If you’re a wedding business selling products online – stationery, favours, accessories, dresses for example – then you will know how hard it can be to get customers to your online shop. The top Google rankings are taken by big brands, you don’t understand how paid search works (and you know it can be expensive) and you’re struggling to get your social media fans to cross over to your website.

So you may be looking at alternative ways to find customers and one option is to list your products on an online marketplace like ebay or Amazon.

What are Marketplaces?

Online marketplaces work pretty much like any other market – they are a place where lots of different vendors can sell their products.

The best known are Amazon and ebay, of course. Both with huge worldwide user bases and a proven track record. Etsy, which specialises in handmade and vintage items, is another which attracts a significant number of wedding suppliers. And in the UK there is Not on The High Street specialising in personalised and more up-market products.

How do they work?

In most marketplaces you set up your own shop within the site and list your items for sale there.

They will usually collect the payment from the buyer on your behalf.

You pay the marketplace a fee in order to sell there. Each has it’s own fee structure. There may be set up charges, monthly fees, fees for listing items, commission on the sale price. Make sure you take into account all the charges when working out your costs.

Why consider marketplaces

Quite simply, marketplaces can get your products in front of large numbers of willing buyers quickly.

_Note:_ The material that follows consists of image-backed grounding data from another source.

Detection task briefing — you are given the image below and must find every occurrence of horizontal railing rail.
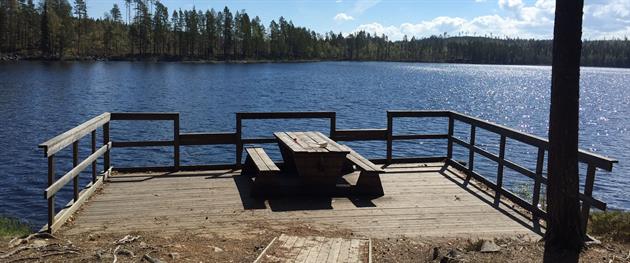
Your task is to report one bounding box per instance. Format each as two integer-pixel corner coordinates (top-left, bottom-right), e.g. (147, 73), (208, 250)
(40, 110), (617, 236)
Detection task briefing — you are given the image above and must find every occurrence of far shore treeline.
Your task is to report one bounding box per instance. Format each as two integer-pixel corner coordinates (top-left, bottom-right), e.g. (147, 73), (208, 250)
(1, 0), (629, 67)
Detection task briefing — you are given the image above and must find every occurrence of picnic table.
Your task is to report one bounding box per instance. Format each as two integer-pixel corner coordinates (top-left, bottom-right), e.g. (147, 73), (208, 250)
(274, 131), (350, 186)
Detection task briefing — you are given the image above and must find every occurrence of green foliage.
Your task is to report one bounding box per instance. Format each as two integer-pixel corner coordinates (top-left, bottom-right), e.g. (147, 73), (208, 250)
(589, 211), (630, 243)
(0, 216), (32, 238)
(0, 0), (629, 67)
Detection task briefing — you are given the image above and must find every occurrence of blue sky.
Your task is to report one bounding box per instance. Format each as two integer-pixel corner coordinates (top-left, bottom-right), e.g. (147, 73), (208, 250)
(87, 0), (630, 40)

The major ones rank very highly on Google and promote themselves heavily.

So instead of working on getting your own website high in the search rankings, you tap into the marketing efforts of the marketplace.

Which marketplace

You will need to do some research to determine which marketplace best fits your needs.

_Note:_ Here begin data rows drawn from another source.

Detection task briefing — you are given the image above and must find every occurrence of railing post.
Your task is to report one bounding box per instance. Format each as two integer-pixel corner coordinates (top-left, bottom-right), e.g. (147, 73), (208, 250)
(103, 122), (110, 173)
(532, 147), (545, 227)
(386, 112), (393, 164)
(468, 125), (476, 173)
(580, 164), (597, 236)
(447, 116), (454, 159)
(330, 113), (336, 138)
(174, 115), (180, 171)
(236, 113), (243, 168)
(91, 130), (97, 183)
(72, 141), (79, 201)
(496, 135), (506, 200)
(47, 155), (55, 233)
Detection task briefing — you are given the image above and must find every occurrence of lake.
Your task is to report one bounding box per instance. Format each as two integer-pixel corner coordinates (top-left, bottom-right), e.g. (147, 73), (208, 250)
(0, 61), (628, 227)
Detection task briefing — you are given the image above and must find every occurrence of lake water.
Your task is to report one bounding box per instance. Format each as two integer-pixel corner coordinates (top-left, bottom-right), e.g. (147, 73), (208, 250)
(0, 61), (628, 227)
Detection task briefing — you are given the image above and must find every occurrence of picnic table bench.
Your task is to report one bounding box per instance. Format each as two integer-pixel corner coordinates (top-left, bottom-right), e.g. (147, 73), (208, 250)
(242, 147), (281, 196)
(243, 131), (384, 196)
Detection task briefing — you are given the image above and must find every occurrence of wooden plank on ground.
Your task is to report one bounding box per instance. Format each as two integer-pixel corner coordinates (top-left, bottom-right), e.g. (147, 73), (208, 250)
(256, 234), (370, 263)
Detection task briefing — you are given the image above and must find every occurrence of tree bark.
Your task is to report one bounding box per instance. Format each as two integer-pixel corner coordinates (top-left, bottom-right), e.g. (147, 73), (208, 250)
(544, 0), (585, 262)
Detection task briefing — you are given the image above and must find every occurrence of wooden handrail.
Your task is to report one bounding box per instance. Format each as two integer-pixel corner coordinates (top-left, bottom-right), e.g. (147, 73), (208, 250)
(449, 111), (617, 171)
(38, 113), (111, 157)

Things you need to consider include:

  • does your target customer shop there
  • how well is the wedding section promoted
  • how much competition is there (if there is none, it’s probably a sign that there are no customers either)
  • the fee structure
  • what promotion is included and what is extra
  • how easy is it to set up and run
  • what are the rules and restrictions
  • is there an application process

If you are targeting brides on a budget then ebay is the obvious place to start as it is still very much associated with bargains. And it is also very easy to get started. But the competition is huge and you will find many sellers on there charging extremely low prices.

Competition on ebay is high.
Competition on ebay is high.

Selling on Marketplaces

Before you start, make sure you have calculated your pricing and costs correctly so that you can make a profit. Don’t get dragged into a race to the bottom.

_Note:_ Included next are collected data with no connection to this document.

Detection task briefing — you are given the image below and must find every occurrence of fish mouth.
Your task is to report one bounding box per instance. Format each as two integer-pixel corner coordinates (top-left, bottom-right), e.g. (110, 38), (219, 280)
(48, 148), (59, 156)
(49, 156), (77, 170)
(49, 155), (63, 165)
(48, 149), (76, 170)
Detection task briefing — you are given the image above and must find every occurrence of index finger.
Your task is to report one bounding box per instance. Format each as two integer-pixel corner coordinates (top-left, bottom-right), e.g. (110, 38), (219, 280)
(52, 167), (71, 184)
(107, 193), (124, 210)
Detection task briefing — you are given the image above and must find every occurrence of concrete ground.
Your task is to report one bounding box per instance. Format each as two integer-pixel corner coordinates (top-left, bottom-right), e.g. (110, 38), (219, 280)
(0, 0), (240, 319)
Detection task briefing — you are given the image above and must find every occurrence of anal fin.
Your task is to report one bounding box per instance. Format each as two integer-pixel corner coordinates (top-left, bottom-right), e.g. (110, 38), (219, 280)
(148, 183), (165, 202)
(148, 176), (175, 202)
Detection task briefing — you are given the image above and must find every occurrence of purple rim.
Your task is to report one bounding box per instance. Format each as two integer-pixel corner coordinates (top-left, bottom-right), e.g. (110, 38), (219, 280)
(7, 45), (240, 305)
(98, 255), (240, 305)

Take the time to write really good product titles and descriptions so that your items are found when people search for them and that any potential questions are answered.

You’ll need good quality photographs – preferably several of each item.

Photo quality can make a big difference
Photo quality can make a big difference

Your customer service needs to be impeccable. Most marketplaces (and their customers) expect fast and accurate delivery and will penalise (or remove you) if you don’t achieve this.

For personalised and bespoke items, make sure you clearly communicate the timescales to your buyers to avoid misunderstandings.

Monitoring your results

Once you have started selling, keep a close eye on how you are doing. You should be provided with stats on how your items are performing.

If you are not getting the sales you want, take a good look at product descriptions – are you getting found when people search? Are your photos good enough? Are your prices competitive?

Remember to do your sums too. Are the costs as you expected? Are you making a profit?

You’ll gradually learn which products do well on your chosen marketplace and as with all things – practice makes perfect!